16 декабря 1943 года.
…В 11 утра пришел Фридрих Вольф — старый друг и верный товарищ. Он бодр, на груди — орденская ленточка (за работу на Донском фронте зимой 1942/43 года)…
Я помню Вольфа с давних времен по его антифашистской борьбе. Мы связаны с ним десятилетней настоящей дружбой. Я перевел три пьесы Фридриха[155]. В 1940–1941 годах я выручал его из концлагеря (во Франции), добился его возвращения в Москву. Вспомнилось и многое другое…
Словом, обнялись, расцеловались и началась, то по-немецки, то по-русски, беседа о пережитом. Фридрих один из активных членов Комитета «Свободная Германия». Работает с военнопленными…
На Северном Кавказе фронтовой театр поставил «Раскинулось море широко». Без оркестра, под баян… На спектаклях перебывали сотни черноморцев и части новороссийского десанта. Играли в яме, вырытой саперами. Режиссер[156] молодой, сам исполняет роль Эдди. Принес мне афишу и фото.
…В Кремле работают ночами: эти непрерывные вызовы, совещания с военными, экономистами, дипломатами и др. Директивы, указания, выслушивание докладов, обширных информаций и т. д. Работа кончается к 4–5 утра и позже. Мне думается, что эта система вытекает из стремления получать точные итоги истекшего дня и давать на начинающийся день точные задачи и установки…
17 декабря 1943 года.
Погода оттепельная. Врывается шум трамваев, гудки машин.
Весь день в гостинице. Утром прислали врача для обследования. Плохое самочувствие. Глубокая усталость…
К вечеру пошел в наркомат. Двухчасовая беседа с генерал-лейтенантом Роговым…
Рогов:
— Есть решение: вам надо поработать здесь, но прежде всего — отдых.
Я сказал, что не намерен отдыхать, особенно в канун наступления на Ленинградском фронте.
— Придется, Всеволод Витальевич. Мне сегодня доложили заключение врача.
Звонит в Санупр НКВМФ, товарищу Андрееву[157]:
— Приехал Всеволод Вишневский, его с женой надо устроить в наш санаторий. Голодом их не уморите? (Смеется.)
Затем он подробно рассказал мне об обстановке на флотах…

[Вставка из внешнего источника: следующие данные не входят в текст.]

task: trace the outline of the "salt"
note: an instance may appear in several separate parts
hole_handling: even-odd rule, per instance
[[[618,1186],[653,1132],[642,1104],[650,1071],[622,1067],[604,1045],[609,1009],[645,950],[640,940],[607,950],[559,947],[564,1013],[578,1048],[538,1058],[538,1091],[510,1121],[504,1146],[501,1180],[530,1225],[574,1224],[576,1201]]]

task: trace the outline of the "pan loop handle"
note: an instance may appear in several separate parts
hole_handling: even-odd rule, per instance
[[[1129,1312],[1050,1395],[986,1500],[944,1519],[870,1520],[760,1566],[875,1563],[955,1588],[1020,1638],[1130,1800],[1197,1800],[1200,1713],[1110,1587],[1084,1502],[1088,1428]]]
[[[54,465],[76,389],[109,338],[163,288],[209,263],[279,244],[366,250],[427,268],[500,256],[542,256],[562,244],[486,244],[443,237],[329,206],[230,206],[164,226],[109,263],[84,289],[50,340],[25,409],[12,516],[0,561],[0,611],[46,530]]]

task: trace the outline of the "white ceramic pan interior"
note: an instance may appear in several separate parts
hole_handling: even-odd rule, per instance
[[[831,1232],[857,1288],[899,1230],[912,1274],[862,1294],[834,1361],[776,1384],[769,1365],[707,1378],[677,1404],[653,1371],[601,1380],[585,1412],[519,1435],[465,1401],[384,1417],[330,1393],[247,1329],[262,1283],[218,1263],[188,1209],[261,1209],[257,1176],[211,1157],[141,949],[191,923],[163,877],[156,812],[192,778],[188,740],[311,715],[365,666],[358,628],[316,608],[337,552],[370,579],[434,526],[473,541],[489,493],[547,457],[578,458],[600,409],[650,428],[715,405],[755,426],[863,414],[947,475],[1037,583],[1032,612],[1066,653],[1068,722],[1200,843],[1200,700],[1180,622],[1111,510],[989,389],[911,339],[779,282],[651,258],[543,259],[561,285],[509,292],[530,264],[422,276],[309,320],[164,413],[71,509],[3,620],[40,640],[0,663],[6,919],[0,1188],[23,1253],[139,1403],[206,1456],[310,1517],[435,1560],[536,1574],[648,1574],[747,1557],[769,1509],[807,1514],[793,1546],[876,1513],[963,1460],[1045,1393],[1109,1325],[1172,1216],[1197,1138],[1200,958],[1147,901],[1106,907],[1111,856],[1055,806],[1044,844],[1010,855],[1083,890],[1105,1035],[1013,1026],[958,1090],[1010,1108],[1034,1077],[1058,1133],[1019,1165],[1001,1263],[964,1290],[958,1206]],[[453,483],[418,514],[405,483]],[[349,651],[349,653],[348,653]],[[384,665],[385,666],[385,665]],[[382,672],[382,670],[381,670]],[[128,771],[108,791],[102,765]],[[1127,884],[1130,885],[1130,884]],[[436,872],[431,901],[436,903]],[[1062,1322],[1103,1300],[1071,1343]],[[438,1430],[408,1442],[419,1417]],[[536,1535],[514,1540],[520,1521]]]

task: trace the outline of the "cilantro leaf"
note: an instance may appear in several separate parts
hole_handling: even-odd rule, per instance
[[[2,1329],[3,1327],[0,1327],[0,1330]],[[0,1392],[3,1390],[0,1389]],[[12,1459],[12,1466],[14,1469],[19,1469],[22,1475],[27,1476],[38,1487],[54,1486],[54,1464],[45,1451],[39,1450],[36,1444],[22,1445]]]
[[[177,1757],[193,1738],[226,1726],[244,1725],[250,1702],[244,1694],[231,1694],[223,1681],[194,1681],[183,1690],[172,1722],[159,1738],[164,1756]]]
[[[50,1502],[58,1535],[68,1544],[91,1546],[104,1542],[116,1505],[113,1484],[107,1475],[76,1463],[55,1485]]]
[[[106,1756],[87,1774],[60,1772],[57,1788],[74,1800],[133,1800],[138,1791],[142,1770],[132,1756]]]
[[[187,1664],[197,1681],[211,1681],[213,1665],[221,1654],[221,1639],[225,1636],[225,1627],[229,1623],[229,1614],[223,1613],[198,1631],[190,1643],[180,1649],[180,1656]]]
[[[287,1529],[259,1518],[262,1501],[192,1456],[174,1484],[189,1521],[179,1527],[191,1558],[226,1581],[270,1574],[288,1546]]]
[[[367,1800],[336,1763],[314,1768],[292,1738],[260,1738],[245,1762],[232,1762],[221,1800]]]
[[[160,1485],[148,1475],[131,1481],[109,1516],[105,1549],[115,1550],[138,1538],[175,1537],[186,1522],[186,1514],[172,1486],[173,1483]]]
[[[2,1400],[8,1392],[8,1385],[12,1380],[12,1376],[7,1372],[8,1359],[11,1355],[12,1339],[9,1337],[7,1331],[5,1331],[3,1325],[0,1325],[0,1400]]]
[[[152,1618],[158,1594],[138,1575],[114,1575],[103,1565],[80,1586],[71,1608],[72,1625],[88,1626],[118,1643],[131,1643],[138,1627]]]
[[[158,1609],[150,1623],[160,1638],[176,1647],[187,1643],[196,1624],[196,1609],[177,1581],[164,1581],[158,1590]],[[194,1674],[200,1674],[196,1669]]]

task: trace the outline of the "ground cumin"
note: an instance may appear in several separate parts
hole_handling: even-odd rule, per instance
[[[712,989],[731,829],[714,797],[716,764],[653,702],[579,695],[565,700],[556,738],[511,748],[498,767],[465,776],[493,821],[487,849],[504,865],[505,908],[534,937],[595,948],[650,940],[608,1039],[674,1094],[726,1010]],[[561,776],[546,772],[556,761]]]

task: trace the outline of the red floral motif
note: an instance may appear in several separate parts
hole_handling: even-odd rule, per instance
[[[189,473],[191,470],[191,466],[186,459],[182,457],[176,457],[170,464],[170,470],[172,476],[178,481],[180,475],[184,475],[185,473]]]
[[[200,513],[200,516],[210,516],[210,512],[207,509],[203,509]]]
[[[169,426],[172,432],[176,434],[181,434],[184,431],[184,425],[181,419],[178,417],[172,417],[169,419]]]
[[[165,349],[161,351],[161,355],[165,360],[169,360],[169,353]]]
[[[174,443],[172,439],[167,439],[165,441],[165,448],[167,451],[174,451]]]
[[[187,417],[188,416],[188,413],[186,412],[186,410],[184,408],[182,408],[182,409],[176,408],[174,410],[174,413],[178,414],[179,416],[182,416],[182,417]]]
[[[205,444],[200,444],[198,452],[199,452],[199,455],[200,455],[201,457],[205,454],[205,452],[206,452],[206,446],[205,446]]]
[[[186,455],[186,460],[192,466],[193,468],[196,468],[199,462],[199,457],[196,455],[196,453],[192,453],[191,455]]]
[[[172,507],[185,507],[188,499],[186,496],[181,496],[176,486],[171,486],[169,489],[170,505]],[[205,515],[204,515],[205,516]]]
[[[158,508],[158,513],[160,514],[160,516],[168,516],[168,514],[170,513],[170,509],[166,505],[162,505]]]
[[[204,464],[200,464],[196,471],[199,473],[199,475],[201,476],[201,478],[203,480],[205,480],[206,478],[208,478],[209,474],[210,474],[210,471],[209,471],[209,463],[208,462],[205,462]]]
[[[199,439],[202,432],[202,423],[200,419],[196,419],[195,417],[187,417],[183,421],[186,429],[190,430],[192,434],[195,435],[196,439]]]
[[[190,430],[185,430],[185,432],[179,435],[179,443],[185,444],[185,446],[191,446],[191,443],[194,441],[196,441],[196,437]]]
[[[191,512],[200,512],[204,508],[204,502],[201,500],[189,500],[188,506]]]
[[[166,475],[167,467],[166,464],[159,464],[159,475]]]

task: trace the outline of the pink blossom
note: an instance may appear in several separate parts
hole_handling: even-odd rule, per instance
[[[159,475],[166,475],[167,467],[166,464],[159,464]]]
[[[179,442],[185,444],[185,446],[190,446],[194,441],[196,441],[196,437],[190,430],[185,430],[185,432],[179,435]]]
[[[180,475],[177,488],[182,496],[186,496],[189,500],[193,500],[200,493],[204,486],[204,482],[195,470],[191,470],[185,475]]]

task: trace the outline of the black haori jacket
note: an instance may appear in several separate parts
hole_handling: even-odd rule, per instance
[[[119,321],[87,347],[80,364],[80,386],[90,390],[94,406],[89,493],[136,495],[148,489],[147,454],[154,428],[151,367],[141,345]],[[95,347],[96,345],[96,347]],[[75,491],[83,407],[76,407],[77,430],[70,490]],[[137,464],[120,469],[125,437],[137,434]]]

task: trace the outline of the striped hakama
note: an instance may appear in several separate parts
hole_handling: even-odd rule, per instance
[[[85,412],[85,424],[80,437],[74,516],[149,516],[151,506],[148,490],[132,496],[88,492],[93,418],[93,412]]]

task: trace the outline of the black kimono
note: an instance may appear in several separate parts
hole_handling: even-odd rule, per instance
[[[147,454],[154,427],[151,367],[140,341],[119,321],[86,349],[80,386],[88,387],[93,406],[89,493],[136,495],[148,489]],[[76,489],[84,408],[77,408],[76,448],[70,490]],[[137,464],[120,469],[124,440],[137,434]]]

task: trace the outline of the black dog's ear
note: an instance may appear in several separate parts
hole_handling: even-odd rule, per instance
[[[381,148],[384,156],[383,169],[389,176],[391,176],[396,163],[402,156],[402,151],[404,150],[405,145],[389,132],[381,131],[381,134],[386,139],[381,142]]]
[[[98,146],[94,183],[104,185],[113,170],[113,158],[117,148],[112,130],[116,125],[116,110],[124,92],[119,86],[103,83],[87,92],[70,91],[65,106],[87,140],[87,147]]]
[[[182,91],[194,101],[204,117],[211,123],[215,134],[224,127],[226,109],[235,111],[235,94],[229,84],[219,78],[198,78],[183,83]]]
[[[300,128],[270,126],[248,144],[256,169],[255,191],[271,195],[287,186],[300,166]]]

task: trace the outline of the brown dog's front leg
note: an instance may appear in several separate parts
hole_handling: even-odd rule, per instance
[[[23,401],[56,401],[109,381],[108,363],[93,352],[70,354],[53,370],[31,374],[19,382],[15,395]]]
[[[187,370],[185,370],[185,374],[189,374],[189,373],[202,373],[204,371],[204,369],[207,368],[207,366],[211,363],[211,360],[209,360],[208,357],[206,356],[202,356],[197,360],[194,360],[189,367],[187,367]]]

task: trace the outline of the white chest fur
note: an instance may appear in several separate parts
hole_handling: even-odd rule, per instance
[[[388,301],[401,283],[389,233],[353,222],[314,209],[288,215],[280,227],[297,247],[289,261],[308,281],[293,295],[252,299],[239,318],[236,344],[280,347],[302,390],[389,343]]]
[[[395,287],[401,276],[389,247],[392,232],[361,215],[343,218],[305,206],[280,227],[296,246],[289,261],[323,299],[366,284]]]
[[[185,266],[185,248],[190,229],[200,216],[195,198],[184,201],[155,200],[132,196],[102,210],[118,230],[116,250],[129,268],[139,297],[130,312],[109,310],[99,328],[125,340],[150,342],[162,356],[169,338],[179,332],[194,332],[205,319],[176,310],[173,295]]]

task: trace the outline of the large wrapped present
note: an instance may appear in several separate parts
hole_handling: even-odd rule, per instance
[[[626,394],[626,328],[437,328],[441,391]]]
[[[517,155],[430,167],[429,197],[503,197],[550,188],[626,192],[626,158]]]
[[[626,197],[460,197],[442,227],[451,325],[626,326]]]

Забежал в гостиницу, поел всухомятку — и в Камерный театр.
Оттуда к 6 часам — в ССП, в оборонную комиссию.
Затем на партсобрание. Приветствия, рукопожатия… На повестке дня: обсуждение доклада товарища А. С. Щербакова.
…Я выступил, приводя примеры из жизни Ленинграда, говорил о задачах коммунистов-литераторов в современной обстановке. Выступление встретили хорошо.
После собрания пошли с Фадеевым ко мне… Гляжу на Сашу и чувствую его усталость, понимаю, что это неизбежное, общее, и знаю, что с этим мы все справимся, как бы нам трудно ни было.
О Ленинграде, в общем, расспросов мало. У всех — свое. Иные совсем ушли в быт, в личное… Война в Москве не острый, пронизывающий все мысли людей фактор, а что-то уже удаляющееся, тяжкое, гигантское. Будто прошел ураган, будто схлынул потоп, и люди уже приходят в себя, действуют, упорно работают, творят, ищут. Это ощущение восстановления в Москве очень сильно чувствуется. Оно и в наивных вопросах друзей ко мне и С.К.: «Ну, вы уже насовсем? Отвоевались?» Отвечаешь шуткой, ибо что же ответить? Что война еще далеко не закончена? Для многих из них войной была эвакуация. Теперь они возвращают себе норму, быт, уют — в пределах возможного. Все это откровенно, естественно, законно, и я чувствую, что тоже начинаю думать о том, как мы завтра будем жить: как наш дом, мои рукописи, книги и т. д. Было бы смешно утверждать, что мы выключены из этого человеческого чувства и помышляем только о войне. Но мы с С.К. закончим службу и работу на Балтике. Это наша внутренняя установка, долг.
18 декабря 1943 года.
Несколько запустил записи, некогда…
Обедали у Сельвинских. Илья рассказывает о керченском десанте, о катакомбах, где погибли в 1942 году советские дивизии…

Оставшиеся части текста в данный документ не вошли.